Atijeevan Foundation came to life
With Atijeevan, Pragya’s main goal is to provide burn survivors with the knowledge about the right treatment.
It is essential for burn survivors to understand what is happening around them, what kinds of treatments are available, and what can be done in terms of reconstructive surgery. There are so many non-surgical treatments that could improve the scar’s appearance, but they remain unaware of the same.
“I want to provide them with the right treatment so that their suffering and pain can be reduced and recovery is much faster,” said Pragya.
For acid and burn attack survivors, , their life shatters after the incident.. The need is to empower them and make them financially independent. This will eventually give them the courage to face society more confidently; they can help themselves and support their families without needing to depend on others.
To that end, Atijeevan Foundation works on two fronts. As per Pragya, there are many girls who couldn’t complete their education as they are attacked during their course of education. Now, here, some girls are of the opinion that they will continue their education, while others don’t want to.
“For those who wish to complete their education, we arrange and support them to complete their education and try to place them in the industry as per their capability,” said Pragya.
“For others, we started our social enterprise, which provides them with work or skilled training to make certain products. We train them to make products from their home, help them market these products and sell them in their own vicinity,” she added.
Challenges and way forward
Face disfigurement was not even considered a disability. It was not even in the PwD Act earlier, but after 2016 it became a part of it. Soon after, some corporates opened up their gate for burn survivors. However, that was still not sufficient.
“We ran a campaign to hire at least one of their survivor, to see how good they are and be hard-working. We haven’t asked for any money or any donation. We are just trying to give them a chance to showcase their skill and working style,” said Pragya.
Moving ahead, we, as a society, need acceptance of different kinds of people with different kinds of disabilities. It starts from a very early age.
In Pragya’s words: “Empowering our children to accept inclusion in the school. We need to make them aware that there are people who don’t have ears, eyes, or have face disfigurement; they might not be fortunate like us, but they are part of our society.”

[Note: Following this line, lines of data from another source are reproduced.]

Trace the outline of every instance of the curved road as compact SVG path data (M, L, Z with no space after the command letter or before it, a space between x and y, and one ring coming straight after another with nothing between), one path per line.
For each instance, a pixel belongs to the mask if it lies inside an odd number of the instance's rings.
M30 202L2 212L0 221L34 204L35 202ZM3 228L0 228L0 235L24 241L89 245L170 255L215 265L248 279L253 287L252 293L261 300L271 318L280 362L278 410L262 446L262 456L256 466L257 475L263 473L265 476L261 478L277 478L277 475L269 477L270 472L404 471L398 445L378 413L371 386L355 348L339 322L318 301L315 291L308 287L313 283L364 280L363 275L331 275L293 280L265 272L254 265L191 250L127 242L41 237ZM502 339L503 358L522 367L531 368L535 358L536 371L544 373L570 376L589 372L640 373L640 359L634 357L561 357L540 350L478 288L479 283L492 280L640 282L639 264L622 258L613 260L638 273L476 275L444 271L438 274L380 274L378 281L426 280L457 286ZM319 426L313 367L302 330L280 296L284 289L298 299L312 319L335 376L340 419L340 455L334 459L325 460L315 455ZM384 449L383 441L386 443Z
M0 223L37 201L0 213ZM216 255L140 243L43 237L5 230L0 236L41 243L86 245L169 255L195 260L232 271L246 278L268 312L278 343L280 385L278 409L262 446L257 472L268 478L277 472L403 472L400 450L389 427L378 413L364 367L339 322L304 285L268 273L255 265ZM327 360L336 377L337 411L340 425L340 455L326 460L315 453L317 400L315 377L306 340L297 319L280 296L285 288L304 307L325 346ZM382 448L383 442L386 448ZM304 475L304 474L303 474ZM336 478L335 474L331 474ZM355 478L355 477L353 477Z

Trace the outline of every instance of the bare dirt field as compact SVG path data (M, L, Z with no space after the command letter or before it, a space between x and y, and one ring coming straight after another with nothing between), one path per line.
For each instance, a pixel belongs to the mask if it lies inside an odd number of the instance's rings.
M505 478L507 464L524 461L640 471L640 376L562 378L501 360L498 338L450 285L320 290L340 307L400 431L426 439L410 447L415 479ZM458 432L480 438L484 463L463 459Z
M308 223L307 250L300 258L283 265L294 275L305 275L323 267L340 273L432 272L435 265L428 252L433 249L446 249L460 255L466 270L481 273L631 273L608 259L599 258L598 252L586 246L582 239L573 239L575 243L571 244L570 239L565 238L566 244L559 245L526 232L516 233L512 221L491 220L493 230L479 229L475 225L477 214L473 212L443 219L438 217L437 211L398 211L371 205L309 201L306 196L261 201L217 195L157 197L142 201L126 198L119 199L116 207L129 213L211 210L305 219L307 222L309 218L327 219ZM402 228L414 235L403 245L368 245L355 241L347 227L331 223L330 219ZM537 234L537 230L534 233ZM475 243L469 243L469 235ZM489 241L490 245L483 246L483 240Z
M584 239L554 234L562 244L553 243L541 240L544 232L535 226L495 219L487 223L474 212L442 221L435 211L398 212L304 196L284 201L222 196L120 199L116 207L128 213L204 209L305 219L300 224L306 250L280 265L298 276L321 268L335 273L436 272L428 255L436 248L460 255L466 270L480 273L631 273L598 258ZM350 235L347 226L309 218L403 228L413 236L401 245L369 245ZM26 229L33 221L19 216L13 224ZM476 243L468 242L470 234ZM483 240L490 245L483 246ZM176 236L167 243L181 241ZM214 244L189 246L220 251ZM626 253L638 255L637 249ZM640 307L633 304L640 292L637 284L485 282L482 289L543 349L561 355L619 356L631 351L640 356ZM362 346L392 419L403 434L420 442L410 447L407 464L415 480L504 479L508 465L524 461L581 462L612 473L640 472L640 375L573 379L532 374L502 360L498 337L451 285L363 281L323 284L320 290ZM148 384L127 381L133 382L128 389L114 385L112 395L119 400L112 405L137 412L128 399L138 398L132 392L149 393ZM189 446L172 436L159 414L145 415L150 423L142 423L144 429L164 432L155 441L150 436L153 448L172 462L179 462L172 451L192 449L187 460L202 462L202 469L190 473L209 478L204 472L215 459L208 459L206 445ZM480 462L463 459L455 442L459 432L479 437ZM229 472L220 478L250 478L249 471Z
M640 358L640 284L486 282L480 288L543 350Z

The appeal for skin donation
Pragya Prasun has experienced challenges throughout her life, and she understands well how much pain and suffering one has to face. Even after all these hardships, she is working for those burn survivors who are either left alone by their own families or society cannot accept them fully.
Pragya nowadays is on a mission and is appealing to people to come out for “skin donation”.
“One skin donor can save the lives of up to three burn patients. We will be able to save patients, and we need cooperation from society,” Pragya concluded.